The highest-profile programme facing a cut is the plan for three new Nimrod MRA4 surveillance aircraft to replace the ageing MR2 version.

The Nimrods’ ability to provide live footage of the Taliban is considered so vital in Afghanistan that flights continued even after one of them blew up, killing all 14 crew, in September 2006. That capability will be axed from the new aircraft.

The cuts include:

– Cancellation of three of the new Nimrod MRA4 surveillance aircraft, that will replace the Nimrod MR2, to save £100m.

– A decision on the replacement for Nimrod R1 radio monitoring version of the Nimrod has been postponed even though the present aircraft go out of service in 2012. It will save £400m.

– The Soothsayer communications intelligence programme, which enables troops on the ground to listen in to enemy communications and has already cost £84m, will also be axed.

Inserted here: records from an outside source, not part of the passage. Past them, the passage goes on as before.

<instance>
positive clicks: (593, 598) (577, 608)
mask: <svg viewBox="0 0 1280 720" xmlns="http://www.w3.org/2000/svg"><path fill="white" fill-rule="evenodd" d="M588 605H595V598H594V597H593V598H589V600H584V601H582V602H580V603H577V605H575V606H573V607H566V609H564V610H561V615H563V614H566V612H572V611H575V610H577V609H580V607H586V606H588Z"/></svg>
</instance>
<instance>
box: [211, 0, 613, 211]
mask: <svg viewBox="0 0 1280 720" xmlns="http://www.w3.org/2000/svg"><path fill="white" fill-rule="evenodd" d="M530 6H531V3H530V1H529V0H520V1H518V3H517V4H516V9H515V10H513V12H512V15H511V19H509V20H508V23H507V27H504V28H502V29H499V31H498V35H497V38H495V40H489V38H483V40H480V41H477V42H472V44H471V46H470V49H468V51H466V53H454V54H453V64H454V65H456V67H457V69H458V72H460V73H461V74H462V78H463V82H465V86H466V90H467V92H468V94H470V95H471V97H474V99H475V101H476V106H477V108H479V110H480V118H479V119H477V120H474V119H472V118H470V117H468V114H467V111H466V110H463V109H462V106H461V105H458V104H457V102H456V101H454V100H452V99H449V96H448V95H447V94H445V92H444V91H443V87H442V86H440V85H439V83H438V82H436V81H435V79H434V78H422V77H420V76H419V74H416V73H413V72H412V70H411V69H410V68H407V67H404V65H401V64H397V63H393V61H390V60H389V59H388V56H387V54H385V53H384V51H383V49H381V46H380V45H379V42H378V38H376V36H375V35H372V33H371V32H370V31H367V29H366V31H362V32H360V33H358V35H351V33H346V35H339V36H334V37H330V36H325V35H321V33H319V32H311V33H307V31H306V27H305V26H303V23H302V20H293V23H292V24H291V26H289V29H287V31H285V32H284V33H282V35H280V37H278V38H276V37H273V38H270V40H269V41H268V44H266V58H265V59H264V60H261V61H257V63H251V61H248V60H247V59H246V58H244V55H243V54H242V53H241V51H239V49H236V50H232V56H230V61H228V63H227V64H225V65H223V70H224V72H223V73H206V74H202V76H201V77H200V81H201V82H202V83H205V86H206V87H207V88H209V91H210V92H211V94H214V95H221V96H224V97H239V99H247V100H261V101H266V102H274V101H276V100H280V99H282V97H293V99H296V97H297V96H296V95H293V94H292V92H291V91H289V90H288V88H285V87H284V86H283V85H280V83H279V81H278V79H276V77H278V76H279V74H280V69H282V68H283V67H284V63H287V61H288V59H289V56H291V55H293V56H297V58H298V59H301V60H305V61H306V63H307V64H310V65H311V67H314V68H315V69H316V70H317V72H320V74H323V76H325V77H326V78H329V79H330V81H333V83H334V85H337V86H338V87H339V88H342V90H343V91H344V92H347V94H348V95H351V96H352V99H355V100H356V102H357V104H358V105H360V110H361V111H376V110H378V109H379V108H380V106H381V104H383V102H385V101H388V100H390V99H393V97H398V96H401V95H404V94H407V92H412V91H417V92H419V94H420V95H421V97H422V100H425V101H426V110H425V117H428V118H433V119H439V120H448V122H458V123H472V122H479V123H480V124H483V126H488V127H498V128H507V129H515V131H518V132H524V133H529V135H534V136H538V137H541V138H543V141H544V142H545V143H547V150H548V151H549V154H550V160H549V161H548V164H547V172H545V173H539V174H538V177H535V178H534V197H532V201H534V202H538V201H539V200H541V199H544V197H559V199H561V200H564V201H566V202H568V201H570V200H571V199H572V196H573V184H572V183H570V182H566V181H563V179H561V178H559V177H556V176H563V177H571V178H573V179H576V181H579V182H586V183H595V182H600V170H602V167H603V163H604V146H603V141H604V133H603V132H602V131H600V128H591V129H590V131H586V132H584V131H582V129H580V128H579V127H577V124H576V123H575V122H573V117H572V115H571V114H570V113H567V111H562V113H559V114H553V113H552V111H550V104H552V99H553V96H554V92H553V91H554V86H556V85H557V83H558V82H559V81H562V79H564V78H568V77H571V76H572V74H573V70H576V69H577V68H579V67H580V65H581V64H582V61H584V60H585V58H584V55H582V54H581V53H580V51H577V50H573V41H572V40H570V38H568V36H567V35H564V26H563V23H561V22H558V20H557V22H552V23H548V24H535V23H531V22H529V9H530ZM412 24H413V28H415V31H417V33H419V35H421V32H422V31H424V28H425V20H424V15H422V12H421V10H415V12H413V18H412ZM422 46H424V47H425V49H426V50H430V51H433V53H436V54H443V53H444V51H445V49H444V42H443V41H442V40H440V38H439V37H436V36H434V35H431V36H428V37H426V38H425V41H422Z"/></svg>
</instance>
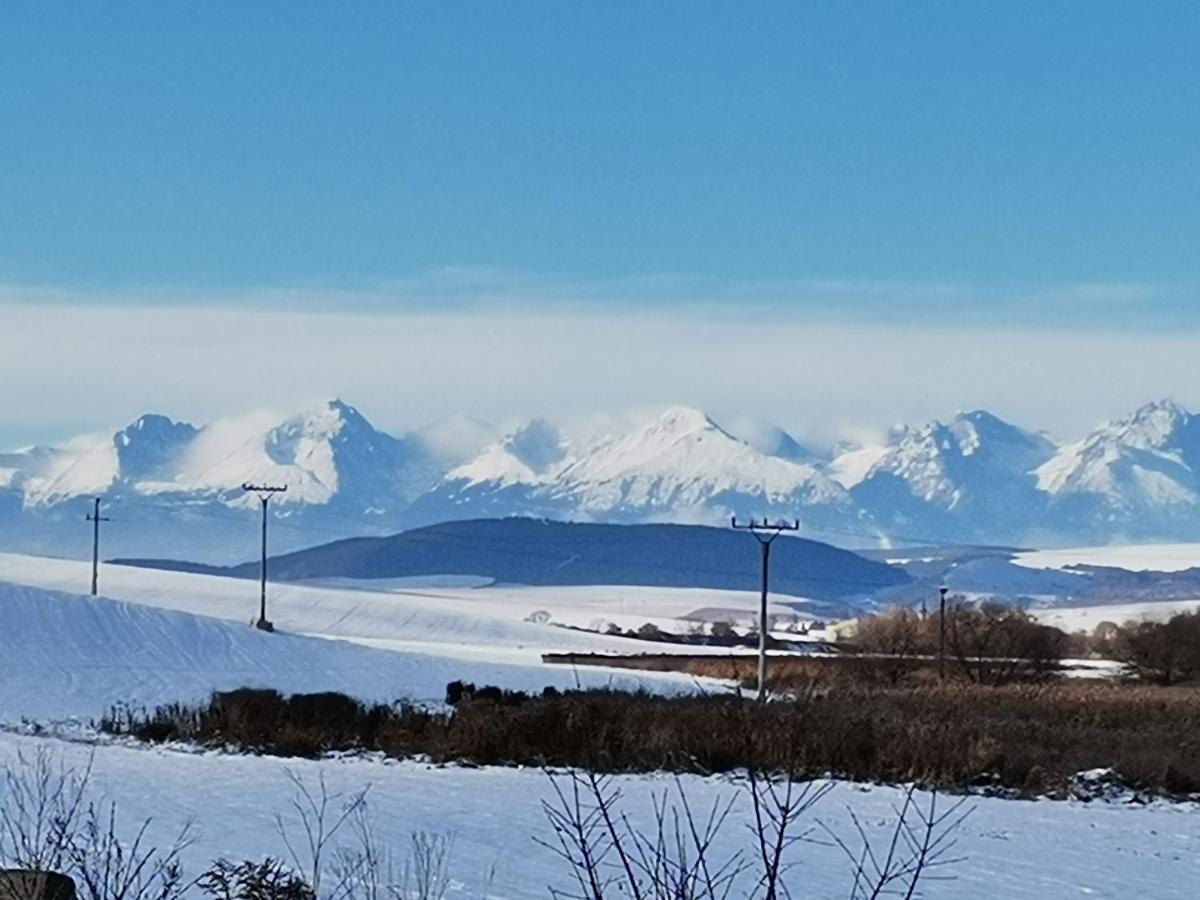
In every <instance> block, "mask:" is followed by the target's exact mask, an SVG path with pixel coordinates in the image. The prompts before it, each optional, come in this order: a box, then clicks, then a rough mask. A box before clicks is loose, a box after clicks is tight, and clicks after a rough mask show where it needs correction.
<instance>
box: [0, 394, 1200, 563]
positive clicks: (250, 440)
mask: <svg viewBox="0 0 1200 900" xmlns="http://www.w3.org/2000/svg"><path fill="white" fill-rule="evenodd" d="M732 421H734V422H737V426H736V427H730V426H728V425H727V424H725V425H719V424H718V422H715V421H714V420H713V419H712V418H709V416H708V415H706V414H704V413H703V412H701V410H698V409H694V408H688V407H674V408H671V409H667V410H666V412H664V413H661V414H659V415H658V416H656V418H654V419H653V420H652V421H649V422H647V419H646V416H644V410H642V412H640V413H638V414H637V416H632V415H629V416H599V418H595V420H594V421H593V422H592V425H589V426H588V427H582V426H581V424H580V422H576V424H575V425H568V426H559V425H552V424H550V422H547V421H545V420H540V419H534V420H532V421H530V422H529V424H528V425H526V426H523V427H521V428H518V430H516V431H514V432H511V433H509V434H508V436H505V437H503V438H499V439H491V440H490V438H491V437H492V430H491V428H490V426H486V425H484V424H481V422H478V421H474V420H468V419H463V418H461V416H460V418H457V419H454V418H451V419H448V420H445V421H443V422H436V424H433V425H431V426H427V427H426V428H421V430H418V431H414V432H409V433H407V434H403V436H402V437H392V436H389V434H386V433H384V432H380V431H378V430H377V428H374V427H373V426H372V425H371V424H370V422H368V421H367V420H366V419H365V418H364V416H362V415H361V414H360V413H359V412H358V410H355V409H354V408H353V407H350V406H348V404H346V403H342V402H341V401H330V402H326V403H323V404H320V406H318V407H316V408H314V409H311V410H308V412H306V413H302V414H300V415H294V416H290V418H288V419H286V420H283V421H280V420H277V419H276V418H272V416H263V415H256V416H248V418H242V419H222V420H217V421H215V422H212V424H209V425H206V426H204V427H202V428H194V427H193V426H191V425H187V424H182V422H174V421H172V420H169V419H167V418H164V416H158V415H146V416H142V418H140V419H138V420H137V421H136V422H133V424H132V425H131V426H128V427H126V428H122V430H121V431H118V432H116V433H115V434H109V436H101V437H96V436H90V437H85V438H80V439H77V440H73V442H68V443H67V444H66V445H62V446H58V448H32V449H26V450H20V451H14V452H7V454H0V546H5V547H8V548H17V550H25V551H29V552H52V551H54V548H55V547H60V546H62V547H71V550H68V551H64V552H72V553H85V552H86V551H88V550H89V548H86V547H84V546H83V545H82V544H79V542H78V534H77V533H78V528H77V527H76V526H77V522H78V517H79V515H82V514H80V511H79V510H80V509H82V508H80V506H79V504H78V500H80V499H83V498H90V497H92V496H96V494H103V496H104V497H106V498H107V499H109V500H120V502H122V503H125V504H126V509H125V510H124V518H122V526H121V528H119V529H113V530H114V533H113V536H112V540H113V541H114V542H115V546H116V547H118V548H119V550H118V551H116V552H119V554H120V556H128V557H148V556H181V553H180V551H179V550H176V548H175V547H174V545H176V544H179V542H180V541H185V540H186V542H187V547H188V550H187V554H191V556H193V557H196V558H202V559H208V560H214V562H215V560H218V559H220V560H221V562H234V560H236V559H238V558H239V557H244V556H245V551H242V550H240V546H241V545H240V542H239V541H240V538H238V536H235V535H233V534H232V532H230V530H229V528H230V523H232V522H239V521H242V520H244V521H245V523H246V524H247V526H250V524H252V514H253V512H254V511H257V510H256V499H254V498H253V497H251V496H247V494H245V493H244V492H242V491H241V485H242V482H245V481H254V482H271V484H284V485H287V486H288V491H287V493H284V494H282V496H277V497H276V498H275V503H274V504H272V508H274V514H275V515H276V521H277V523H278V524H280V526H281V528H280V529H278V530H277V533H276V538H277V540H278V541H280V544H278V545H277V547H278V548H283V550H295V548H298V547H300V546H304V545H311V544H314V542H318V541H319V540H323V539H329V538H340V536H354V535H361V534H376V535H378V534H386V533H395V532H400V530H404V529H408V528H414V527H419V526H425V524H434V523H438V522H443V521H448V520H461V518H479V517H508V516H533V517H546V518H574V520H583V521H601V522H623V523H628V522H647V521H655V522H660V521H673V522H689V523H716V522H720V521H722V520H725V518H726V517H727V516H728V515H730V514H733V512H736V514H738V515H742V516H750V515H754V516H763V515H768V516H779V517H787V518H791V517H798V518H799V520H800V521H802V526H803V527H804V529H805V533H806V534H808V535H810V536H817V538H823V539H827V540H834V541H840V542H842V544H850V545H858V544H863V542H875V541H890V542H893V544H900V542H924V544H929V542H934V544H936V542H988V544H1003V545H1018V544H1021V545H1032V546H1038V545H1043V546H1045V545H1049V546H1055V545H1064V544H1067V545H1069V544H1088V542H1104V541H1112V542H1128V541H1146V540H1158V541H1168V540H1193V539H1196V538H1200V425H1198V424H1196V420H1195V418H1194V416H1192V415H1190V414H1189V413H1188V412H1187V410H1184V409H1183V408H1181V407H1178V406H1177V404H1175V403H1171V402H1159V403H1152V404H1150V406H1147V407H1145V408H1142V409H1140V410H1138V412H1136V413H1134V414H1133V415H1130V416H1127V418H1124V419H1121V420H1117V421H1115V422H1111V424H1110V425H1106V426H1104V427H1102V428H1099V430H1098V431H1097V432H1094V433H1092V434H1090V436H1087V437H1086V438H1084V439H1082V440H1079V442H1075V443H1073V444H1067V445H1064V446H1062V448H1058V446H1056V445H1055V444H1054V443H1052V442H1050V440H1049V439H1046V438H1045V437H1043V436H1042V434H1037V433H1032V432H1028V431H1024V430H1021V428H1019V427H1016V426H1013V425H1010V424H1008V422H1004V421H1002V420H1000V419H997V418H996V416H995V415H991V414H989V413H986V412H983V410H977V412H972V413H964V414H959V415H956V416H954V418H953V419H950V420H949V421H947V422H941V421H934V422H929V424H926V425H924V426H919V427H898V428H895V430H894V431H893V432H892V433H890V434H889V437H888V438H887V440H886V442H883V443H882V444H878V445H870V446H858V448H852V449H842V450H839V451H836V452H835V455H834V458H832V460H821V458H820V457H817V456H816V455H814V454H812V452H811V451H809V450H806V449H805V448H803V446H800V445H799V443H798V442H796V440H794V439H793V438H792V437H791V436H790V434H787V433H786V432H784V431H782V430H780V428H778V427H776V426H773V425H768V424H764V422H761V421H757V420H751V419H748V418H745V416H738V415H734V418H733V420H732ZM480 448H482V449H480ZM134 502H140V503H142V506H139V508H137V509H132V508H131V504H133V503H134ZM71 504H74V506H72V505H71ZM210 520H211V521H210Z"/></svg>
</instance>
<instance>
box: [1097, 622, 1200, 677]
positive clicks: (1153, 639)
mask: <svg viewBox="0 0 1200 900" xmlns="http://www.w3.org/2000/svg"><path fill="white" fill-rule="evenodd" d="M1110 640H1111V643H1112V654H1114V656H1116V658H1117V659H1118V660H1121V661H1122V662H1124V664H1126V666H1127V667H1128V668H1129V671H1130V673H1132V674H1134V676H1136V677H1139V678H1142V679H1146V680H1151V682H1154V683H1156V684H1164V685H1169V684H1182V683H1187V682H1194V680H1195V679H1196V678H1198V677H1200V612H1186V613H1180V614H1178V616H1174V617H1172V618H1170V619H1168V620H1166V622H1130V623H1128V624H1126V625H1123V626H1121V628H1118V629H1116V630H1115V632H1114V635H1112V636H1111V638H1110Z"/></svg>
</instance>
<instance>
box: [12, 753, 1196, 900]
mask: <svg viewBox="0 0 1200 900" xmlns="http://www.w3.org/2000/svg"><path fill="white" fill-rule="evenodd" d="M37 746H49V748H50V749H52V750H53V751H54V752H56V754H59V755H60V757H61V758H64V760H65V761H68V762H71V763H73V764H76V766H80V767H82V766H83V764H85V762H86V761H88V758H89V755H91V754H95V756H94V758H92V769H94V784H95V786H96V788H97V790H102V791H103V792H104V793H107V794H108V796H110V797H113V798H115V799H118V800H119V804H120V805H119V809H120V815H121V817H122V821H125V822H127V823H131V822H137V821H140V820H142V818H145V817H148V816H152V817H154V823H152V833H151V838H152V839H155V840H157V841H160V842H167V841H168V840H169V838H170V836H173V835H174V833H175V832H176V830H178V828H179V827H180V826H181V824H182V823H184V822H186V821H190V820H196V821H197V833H196V841H194V844H192V846H191V847H188V850H187V851H186V856H185V860H186V864H187V865H188V868H190V870H191V871H193V872H194V871H196V870H197V869H198V868H200V866H203V865H204V864H205V863H206V862H209V860H210V859H212V858H214V857H217V856H226V857H230V858H234V859H242V858H260V857H263V856H265V854H272V856H286V852H287V851H286V848H284V847H283V845H282V842H281V839H280V838H278V835H277V833H276V829H275V824H274V820H272V817H274V815H275V814H276V812H281V814H284V815H286V814H287V812H288V799H289V798H290V796H292V792H293V787H292V785H290V784H289V781H288V779H287V776H286V773H284V769H292V770H293V772H295V773H296V774H299V775H300V776H301V778H304V779H306V780H307V781H308V782H310V784H314V782H316V778H317V775H318V773H324V775H325V778H326V782H328V785H329V787H330V788H331V790H334V791H337V792H342V793H349V792H354V791H358V790H361V788H362V787H365V786H367V785H370V786H371V790H370V793H368V798H370V804H371V808H372V810H373V815H374V817H376V822H377V832H378V835H379V836H380V838H382V839H383V840H384V841H385V842H386V845H388V846H389V847H391V848H392V850H394V851H395V852H396V853H397V856H400V857H401V860H402V857H403V854H404V852H406V847H407V841H408V835H409V834H410V833H412V832H414V830H416V829H424V830H428V832H433V833H439V834H450V835H452V836H454V866H452V868H454V874H455V880H456V884H455V889H454V890H452V893H451V894H450V896H451V898H457V896H462V898H466V896H470V898H478V896H484V895H485V894H486V895H487V896H491V898H493V899H494V900H505V899H514V900H516V899H517V898H521V899H524V898H547V896H548V895H550V893H548V890H547V888H548V887H550V886H556V887H563V888H566V887H570V886H569V884H568V882H566V878H565V876H566V872H564V871H563V869H562V868H560V865H559V864H558V863H557V860H556V859H554V858H553V857H552V854H551V853H550V852H548V851H546V850H544V848H542V847H540V846H538V845H536V844H535V840H534V839H535V838H541V839H548V838H551V836H552V835H551V833H550V830H548V828H547V826H546V823H545V821H544V818H542V815H541V811H540V808H539V803H540V800H541V799H542V798H547V797H548V794H550V785H548V782H547V779H546V775H544V774H542V773H540V772H536V770H533V769H463V768H454V767H450V768H434V767H428V766H422V764H419V763H384V762H379V761H376V760H368V758H349V760H336V761H335V760H330V761H323V762H310V761H287V762H284V761H281V760H275V758H259V757H250V756H223V755H216V754H188V752H173V751H170V750H166V749H161V748H156V749H142V748H131V746H121V745H108V746H98V748H95V749H92V748H90V746H84V745H79V744H64V743H60V742H50V740H43V739H40V738H32V737H20V736H14V734H0V762H11V761H12V758H13V756H14V755H16V752H17V751H18V750H23V751H24V752H26V754H31V752H34V751H35V749H36V748H37ZM671 784H672V781H671V780H670V779H667V778H622V779H619V786H620V787H622V790H623V791H624V793H625V796H626V799H628V810H629V812H630V815H631V816H632V817H634V820H635V822H638V823H642V824H649V823H650V794H652V793H653V792H660V791H662V790H666V788H668V787H670V786H671ZM683 784H684V785H685V787H686V791H688V792H689V797H690V799H691V800H692V803H694V804H695V805H696V806H698V808H701V809H707V805H708V804H709V803H712V802H713V799H715V798H716V797H726V796H728V792H730V791H734V790H736V788H734V787H733V786H731V785H730V782H728V781H726V780H722V779H716V778H714V779H700V778H688V779H684V781H683ZM899 796H900V792H899V790H896V788H887V787H864V786H854V785H846V784H840V785H836V786H835V790H834V792H833V793H832V794H830V796H828V797H827V798H824V799H823V800H822V802H821V804H820V805H818V806H817V808H816V810H814V812H812V821H811V822H810V824H812V826H815V824H816V820H821V821H822V822H824V823H827V824H828V826H829V827H830V828H832V829H834V830H835V832H836V833H838V834H839V835H842V836H845V838H847V839H852V838H853V824H852V822H851V820H850V812H848V809H851V808H852V809H853V811H854V814H856V815H857V816H858V817H859V820H860V821H862V822H863V823H864V827H865V828H866V829H868V832H869V833H870V834H871V835H872V836H874V838H876V839H877V840H882V839H883V835H884V834H886V829H887V823H888V821H889V820H890V817H892V809H893V806H894V805H895V804H896V802H898V799H899ZM970 804H971V805H972V806H973V811H972V812H971V815H970V817H968V818H967V820H966V822H965V823H964V826H962V828H961V829H960V832H959V844H958V846H956V847H955V854H956V856H961V857H965V860H964V862H962V863H960V864H958V865H955V866H954V868H953V869H952V870H948V871H947V872H946V874H949V875H953V876H954V880H952V881H929V882H928V883H926V887H925V889H924V892H923V894H922V895H923V896H926V898H930V899H931V900H961V899H962V898H978V899H979V900H1050V899H1054V900H1057V899H1058V898H1074V896H1081V898H1097V899H1105V900H1128V899H1129V898H1135V896H1139V898H1147V899H1148V898H1153V899H1154V900H1184V899H1187V900H1193V898H1195V895H1196V886H1198V884H1200V810H1198V809H1196V808H1195V806H1194V805H1172V804H1165V803H1164V804H1151V805H1148V806H1133V805H1121V804H1104V803H1097V804H1084V803H1075V802H1069V803H1064V802H1051V800H1044V802H1019V800H1006V799H995V798H979V799H972V800H971V802H970ZM744 821H745V808H744V805H738V806H737V808H736V814H734V820H733V821H732V822H731V823H730V826H728V829H727V830H726V832H725V835H726V839H727V840H738V841H742V840H744V835H745V832H744V830H743V828H742V823H743V822H744ZM814 836H817V835H814ZM725 846H728V844H726V845H725ZM794 852H796V857H797V859H798V860H799V862H800V865H799V866H798V868H797V869H794V870H793V883H794V884H796V886H798V887H799V890H797V889H796V888H793V894H792V895H793V896H804V898H812V899H815V900H834V899H835V898H838V899H840V898H845V896H846V895H847V887H846V886H847V883H848V882H847V877H846V865H845V862H844V859H842V858H840V856H839V851H836V850H834V848H833V847H829V846H823V845H817V844H810V842H802V844H799V845H797V847H796V848H794ZM401 860H397V863H398V862H401ZM492 871H493V872H494V874H493V875H492V876H491V877H490V875H488V874H490V872H492Z"/></svg>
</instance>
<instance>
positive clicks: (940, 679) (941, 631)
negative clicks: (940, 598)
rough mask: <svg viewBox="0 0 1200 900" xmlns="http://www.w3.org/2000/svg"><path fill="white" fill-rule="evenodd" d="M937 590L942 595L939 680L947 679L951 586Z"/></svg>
mask: <svg viewBox="0 0 1200 900" xmlns="http://www.w3.org/2000/svg"><path fill="white" fill-rule="evenodd" d="M937 592H938V593H940V594H941V595H942V596H941V602H940V608H941V612H940V613H938V616H937V631H938V637H937V678H938V680H942V682H944V680H946V594H947V592H949V588H938V589H937Z"/></svg>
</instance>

The MoD confirmed it had “suspended” pending negotiations with Lockheed Martin on how much it would cost to cancel, but informed sources said the ministry hoped to save £120m.

– Project Eagle, an upgrade to the RAF’s E-3D Awacs aircraft, which was designed to allow the aircraft to co-ordinate data on all enemy movements with its US equivalent will be postponed to save £400m.

-The RAF’s Reaper unmanned aerial vehicle, which spots and destroys targets, was used temporarily but will not become permanent. This will save £100m.

Earlier this month, the Commons public accounts committee criticised the MoD for allowing procurement programmes to run £3 billion over budget through “over-optimistic” thinking.

The MoD confirmed the Nimrod postponements and cuts and the suspension of Soothsayer; it said Project Eagle had been postponed and “no final decision” taken on Reaper. It also admitted British forces alone would not be able to provide troops with sufficient intelligence.

– Two British troops were killed yesterday in an operation in Musa Qala in Helmand province. Since 2001, 165 British service personnel have died in Afghanistan.